Antes de mais nada, vale lembrar que projeto de código aberto refere-se a um programa que se distribui livremente – inclusive de maneira gratuita -, que pode ser usado e modificado pelos usuários sem nenhuma restrição. Dito isso, o primeiro passo para entender sobre código aberto é saber que eles geralmente operam de acordo com regras, costumes e processos que determinam quais colaboradores possuem autoridade para executar determinadas tarefas. 

Ao entender essas regras, é possível que as suas chances de contribuir positivamente para o sucesso de um projeto destes, sejam ainda maiores. 

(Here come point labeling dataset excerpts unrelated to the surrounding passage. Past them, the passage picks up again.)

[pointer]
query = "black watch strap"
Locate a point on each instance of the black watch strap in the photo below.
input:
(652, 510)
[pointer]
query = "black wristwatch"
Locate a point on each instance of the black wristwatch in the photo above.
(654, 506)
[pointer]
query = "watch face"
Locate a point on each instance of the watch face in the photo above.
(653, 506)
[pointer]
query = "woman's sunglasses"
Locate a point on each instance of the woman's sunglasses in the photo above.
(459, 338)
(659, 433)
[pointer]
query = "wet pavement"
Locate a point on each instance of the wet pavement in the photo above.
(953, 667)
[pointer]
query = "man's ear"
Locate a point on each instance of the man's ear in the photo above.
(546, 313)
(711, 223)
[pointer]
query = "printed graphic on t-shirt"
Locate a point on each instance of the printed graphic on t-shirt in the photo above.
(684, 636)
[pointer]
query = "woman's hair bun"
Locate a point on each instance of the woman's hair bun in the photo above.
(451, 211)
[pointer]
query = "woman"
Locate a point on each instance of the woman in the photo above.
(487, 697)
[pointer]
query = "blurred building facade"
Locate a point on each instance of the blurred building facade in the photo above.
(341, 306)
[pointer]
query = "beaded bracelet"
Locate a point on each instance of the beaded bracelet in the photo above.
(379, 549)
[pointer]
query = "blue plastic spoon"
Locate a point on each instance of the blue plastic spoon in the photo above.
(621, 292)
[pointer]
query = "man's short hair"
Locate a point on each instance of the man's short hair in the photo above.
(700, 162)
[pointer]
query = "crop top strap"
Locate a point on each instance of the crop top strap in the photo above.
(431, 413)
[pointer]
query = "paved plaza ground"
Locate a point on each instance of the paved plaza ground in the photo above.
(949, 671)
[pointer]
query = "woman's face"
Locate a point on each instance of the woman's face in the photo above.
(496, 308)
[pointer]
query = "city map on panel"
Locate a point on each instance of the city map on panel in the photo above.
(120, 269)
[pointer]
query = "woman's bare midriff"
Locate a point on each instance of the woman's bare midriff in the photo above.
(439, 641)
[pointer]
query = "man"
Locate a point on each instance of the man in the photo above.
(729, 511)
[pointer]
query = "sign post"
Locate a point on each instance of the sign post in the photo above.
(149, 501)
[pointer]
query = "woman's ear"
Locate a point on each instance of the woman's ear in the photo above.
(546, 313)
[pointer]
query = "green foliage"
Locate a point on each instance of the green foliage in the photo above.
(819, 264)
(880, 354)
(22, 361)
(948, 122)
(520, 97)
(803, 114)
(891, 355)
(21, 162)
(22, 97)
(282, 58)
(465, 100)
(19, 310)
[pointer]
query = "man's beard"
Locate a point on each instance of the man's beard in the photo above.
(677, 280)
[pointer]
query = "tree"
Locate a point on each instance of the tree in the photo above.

Em projetos de software de código aberto, as regras e costumes são chamadas de “modelo de governança” e são elas que definem quem pode fazer o quê (e como deve ser feito).

Compreender o modelo de governança de um projeto pode ajudá-lo a fazer uma contribuição positiva e bem-sucedida para o mesmo. Aqui estão seis modelos de governança de código aberto: 

  • Do-ocracy 
  • Fundador-líder 
  • Conselho auto-nomeado ou conselho 
  • Eleitoral 
  • Apoiado por Empresas 
  • Apoiado pela Fundação 

É possível notar que alguns projetos apresentam diversos modelos de governança. Por exemplo, um projeto alojado em uma fundação pode ter um governo ou ser autogovernado como um “do-ocracy” (forma de trabalhar que considera que se você quer algo pronto, faça-o de forma excelente).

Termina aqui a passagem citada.